Os bicheiros, que deram condições materiais para a construção desse imaginário repleto de cedros, coroas, bandeiras, hinos, criaram suas dinastias territoriais e se tornaram parte da elite cultural e econômica do Rio, financiando seu poder sob as vistas grossas dos políticos, das autoridades, dos artistas e dos meios de comunicação. Eles ajudavam a preservar o status quo moldando a imagem nacional da alegria forjada nos desfiles.

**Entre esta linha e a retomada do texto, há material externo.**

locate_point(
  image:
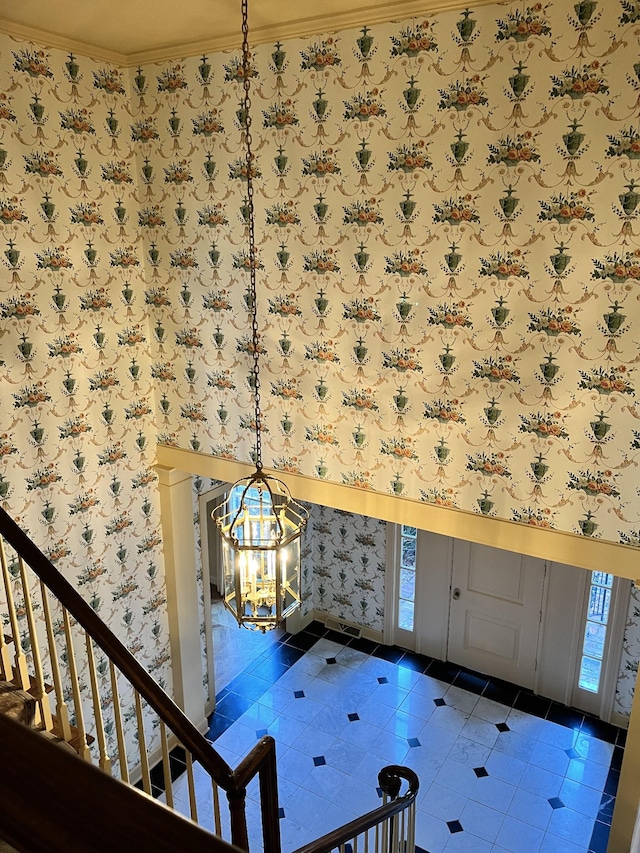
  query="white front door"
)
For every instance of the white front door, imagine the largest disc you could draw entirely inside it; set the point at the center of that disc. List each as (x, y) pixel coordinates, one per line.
(495, 612)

Dessa forma, o Rio de Janeiro, a cidade mais aristocrática das Américas, avançou para a modernidade mantendo no poder seus reis malandros. Com o passar do tempo, essa estrutura se esfacelou. Ao longo da série, compreendemos as minúcias do processo autodestrutivo a partir de depoimentos históricos como os do capitão Aílton Guimarães (patrono de Vila Isabel), das gêmeas Shana e Tamara Garcia, netas do finado Miro e filhas do finado Maninho (ex-patronos do Salgueiro), e de Bernardo Bello, ex-marido de Shana, em guerra aberta com Rogério de Andrade, sobrinho do finado Castor de Andrade (ex-patrono da Mocidade Independente de Padre Miguel). Eles desfilam suas personalidades carismáticas, narrando suas vidas recheadas de reviravoltas, ostentação, tragédias, conflitos e traições shakespearianas.

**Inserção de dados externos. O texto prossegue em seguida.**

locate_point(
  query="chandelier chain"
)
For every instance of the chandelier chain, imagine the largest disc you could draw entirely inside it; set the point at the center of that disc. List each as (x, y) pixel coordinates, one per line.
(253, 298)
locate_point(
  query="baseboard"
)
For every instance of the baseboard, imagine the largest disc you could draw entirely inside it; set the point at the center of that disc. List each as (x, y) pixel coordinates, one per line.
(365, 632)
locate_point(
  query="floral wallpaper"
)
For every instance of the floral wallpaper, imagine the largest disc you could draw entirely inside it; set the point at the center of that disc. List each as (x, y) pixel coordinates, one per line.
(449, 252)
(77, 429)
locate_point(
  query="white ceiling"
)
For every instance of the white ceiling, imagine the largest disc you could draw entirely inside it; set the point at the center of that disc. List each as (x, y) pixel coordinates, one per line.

Diante da fragilização dessas dinastias, podemos compreender melhor a configuração da guerra de tronos atual e a ação das novas dinastias milicianas. Alguns desses grupos estão vitaminados pelas parcerias com traficantes e seus fuzis, também donos de morro, que durante muito tempo foram apontados como a principal ameaça social do Rio. Com a formação das milícias, o negócio criminal que mais se expandiu na última década, dominando mais da metade dos territórios fluminenses, a geografia e o poder no crime começaram a se transformar.

Na semana passada, em artigo para o site da Piauí, escrevi sobre o quadro atual da criminalidade fluminense. Bicheiros, traficantes e milicianos promovem novas alianças e rivalidades em busca de criar outra ordem no crime. A ordem republicana e democrática parece sem força para reagir, tamanha a influência dos representantes do crime em suas instituições.

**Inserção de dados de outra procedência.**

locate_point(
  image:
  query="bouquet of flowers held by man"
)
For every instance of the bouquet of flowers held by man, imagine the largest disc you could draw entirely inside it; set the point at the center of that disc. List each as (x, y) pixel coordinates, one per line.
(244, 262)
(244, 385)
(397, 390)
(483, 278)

A ação dos traficantes evangélicos, que assumiram um discurso religioso para tentar legitimar sua autoridade em lugares como Parada de Lucas, Vigário Geral e Cidade Alta, deve ser compreendida a partir deste contexto de mudanças do poder no crime. Peixão, o traficante que se formou pastor e acredita ter recebido uma mensagem de Deus durante um sonho, liderou a formação do Complexo de Israel com um discurso messiânico. Ter uma nova causa mobilizadora e carismática, estabelecer um sentido para a luta do bem contra o mal, é mais um artifício, juntamente com os fuzis, para criar unidade entre chefes e subordinados nessa guerra dos tronos. Descrevi esse processo em mais detalhes no livro A Fé e o Fuzil – crime e religião no Brasil do século XXI (Editora Todavia).

A dinâmica do crime, mais do que uma mera discussão sobre polícia e segurança pública, tornou-se uma questão central para o debate político brasileiro. Investigar os discursos por trás das ações violentas ajuda a entender melhor as motivações que levam a transformações e conflitos na sociedade. Em São Paulo, por exemplo, a situação do crime é bem diferente do Rio, assim como a história da violência no Estado.

O discurso que deu unidade ao crime e que promoveu a força e a autoridade dos chefes do Primeiro Comando da Capital (PCC) foi inspirado em um discurso de luta de classes, em uma sociedade que cresceu a partir do trabalho nas indústrias e da divisão urbana entre centro e periferia. Inspirado nos discursos dos movimentos sociais e dos sindicatos, o PCC promoveu a “consciência no crime” mobilizando a união dos ladrões contra o sistema cruel e violento.

Conseguiu dessa forma estabelecer regras mais profissionais e estimular o empreendedorismo criminal, promovendo saltos no faturamento dos participantes da rede e acesso ao mercado global. De forma malandra, lavando dinheiro e investindo na política e na economia formal, soube penetrar no sistema e atualmente tira proveito de sua nova posição social, infiltrado nas instituições.

Tanto no Rio como em São Paulo, para não falar de outros Estados brasileiros, como os da Amazônia Legal, ganhar dinheiro se tornou a meta a ser alcançada, o grande propósito de vida, independente dos prejuízos a terceiros e aos interesses coletivos.

(*) Bruno Paes Manso é pesquisador do Núcleo de Estudos da Violência da USP.